Know Your Stakeholders 

“Transparency is very important in the tech industry and in order to gain and keep the trust of customers, companies should be open about their approach and vendors used,” says Balaji Ganesan, CEO and co-founder of CA-based Privacera, a company that helps organizations enhance their data security posture, without impeding authorized access to data. 

“In order for companies to make informed decisions with their data, scalable and consistent security and governance controls that enable transparent data-sharing must be a priority,” he says.

Chris Anley is the chief scientist at the NCC Group, a large security consultancy. He says that before an organization starts using generative AI, it’s critical to review the terms of use of any third-party AI software. 

“In an engineering context, your intellectual property rights need to be absolutely clear, and you need to be sure that your proprietary designs aren’t being leaked or used by third parties,” says Anley. “Depending on your industry and regulatory position, it may be worth reviewing the ways your staff use generative AI, to make sure that no sensitive, proprietary or regulated data is being passed to third parties or is crossing borders in a way that breaches data protection laws. It’s [also] important to understand that generative AI systems have a habit of ‘hallucinating’—they often generate plausible, but misleading or incorrect content. Correctness is crucial in engineering applications, so it’s important to make sure that staff are aware they have to carefully review the output of generative AI systems.”

Eric Schorn is the technical director for cryptography services at the NCC Group. He says that AI research has a long history of openness, collaboration and transparent reproducibility, which has largely driven its rapid progress and significant achievements. 

“While this approach has become somewhat contentious recently, the new risks inherent in AI deployment require broad partnership,” says Schorn. “A security-oriented third-party partner can help objectively identify emerging risks and mitigate their impacts. The complex entanglements stemming from model development demand vendors and their customers to collaboratively partner in commercialization efforts. Perhaps most importantly, regulators themselves must participate and be included as partners. Secretive and siloed efforts will not be successful.”

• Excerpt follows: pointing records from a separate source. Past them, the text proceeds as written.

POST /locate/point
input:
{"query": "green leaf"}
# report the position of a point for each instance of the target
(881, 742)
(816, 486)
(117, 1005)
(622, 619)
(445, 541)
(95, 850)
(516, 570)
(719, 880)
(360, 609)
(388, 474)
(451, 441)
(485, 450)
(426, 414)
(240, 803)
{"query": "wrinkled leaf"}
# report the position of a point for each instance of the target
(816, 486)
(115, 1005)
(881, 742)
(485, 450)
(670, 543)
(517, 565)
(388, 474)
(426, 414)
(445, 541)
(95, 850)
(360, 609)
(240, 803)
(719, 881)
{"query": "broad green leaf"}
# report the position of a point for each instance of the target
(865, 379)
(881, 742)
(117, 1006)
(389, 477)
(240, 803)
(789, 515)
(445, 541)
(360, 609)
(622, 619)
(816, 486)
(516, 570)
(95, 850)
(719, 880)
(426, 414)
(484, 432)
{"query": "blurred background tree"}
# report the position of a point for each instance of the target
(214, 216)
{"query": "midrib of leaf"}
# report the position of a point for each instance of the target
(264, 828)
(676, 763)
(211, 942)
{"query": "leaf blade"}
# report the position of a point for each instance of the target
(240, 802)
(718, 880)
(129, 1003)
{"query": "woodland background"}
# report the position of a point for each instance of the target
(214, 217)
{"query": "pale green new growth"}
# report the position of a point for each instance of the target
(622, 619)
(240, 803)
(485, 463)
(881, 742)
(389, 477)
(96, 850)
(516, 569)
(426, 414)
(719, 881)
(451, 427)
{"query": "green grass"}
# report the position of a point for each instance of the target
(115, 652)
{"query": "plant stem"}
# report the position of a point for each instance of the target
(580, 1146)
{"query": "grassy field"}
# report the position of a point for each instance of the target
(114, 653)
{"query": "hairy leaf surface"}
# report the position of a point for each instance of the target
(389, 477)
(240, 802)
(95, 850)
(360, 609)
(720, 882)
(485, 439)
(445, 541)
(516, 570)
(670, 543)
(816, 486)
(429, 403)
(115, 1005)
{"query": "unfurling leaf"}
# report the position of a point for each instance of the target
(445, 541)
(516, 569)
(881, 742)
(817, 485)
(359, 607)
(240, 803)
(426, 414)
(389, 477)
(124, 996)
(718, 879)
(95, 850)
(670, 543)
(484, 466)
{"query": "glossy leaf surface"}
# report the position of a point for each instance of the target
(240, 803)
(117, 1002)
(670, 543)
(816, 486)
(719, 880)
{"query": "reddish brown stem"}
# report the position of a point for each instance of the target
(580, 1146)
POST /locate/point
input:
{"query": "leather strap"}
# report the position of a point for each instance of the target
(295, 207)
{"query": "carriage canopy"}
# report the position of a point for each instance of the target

Rob LoCascio is the founder and CEO of LivePerson—a global technology company that develops conversational commerce and AI software. LoCascio emphasizes careful preparation and due diligence everywhere along the AI food chain. He says it’s important to ensure data integrity and accuracy and keep scrutiny everywhere AI technology and applications are used. 

“Analyze the training data underpinning your AI solutions carefully,” says LoCascio. “Can you identify where it may be biased or produce errors? Does it represent all users and stakeholders? Is the code underlying the data auditable? Test your data to ensure it is free of bias, accurate and accounts for regional and cultural differences.”

LoCascio also advises that you make sure legal checks are in place. “Develop and use the AI system in a way that diminishes exposure and liability,” he adds. “Legal and HR teams should be consulted early along these lines, as they are an important part of the discussion and have context on applicable laws and regulations. Put safeguards in place. Deploy testing teams to ensure the interests of diverse groups have been adequately considered and addressed. This will also increase the number of people who can benefit from the technology. Prioritize building out policies and systems that support an ethical approach to leveraging AI.”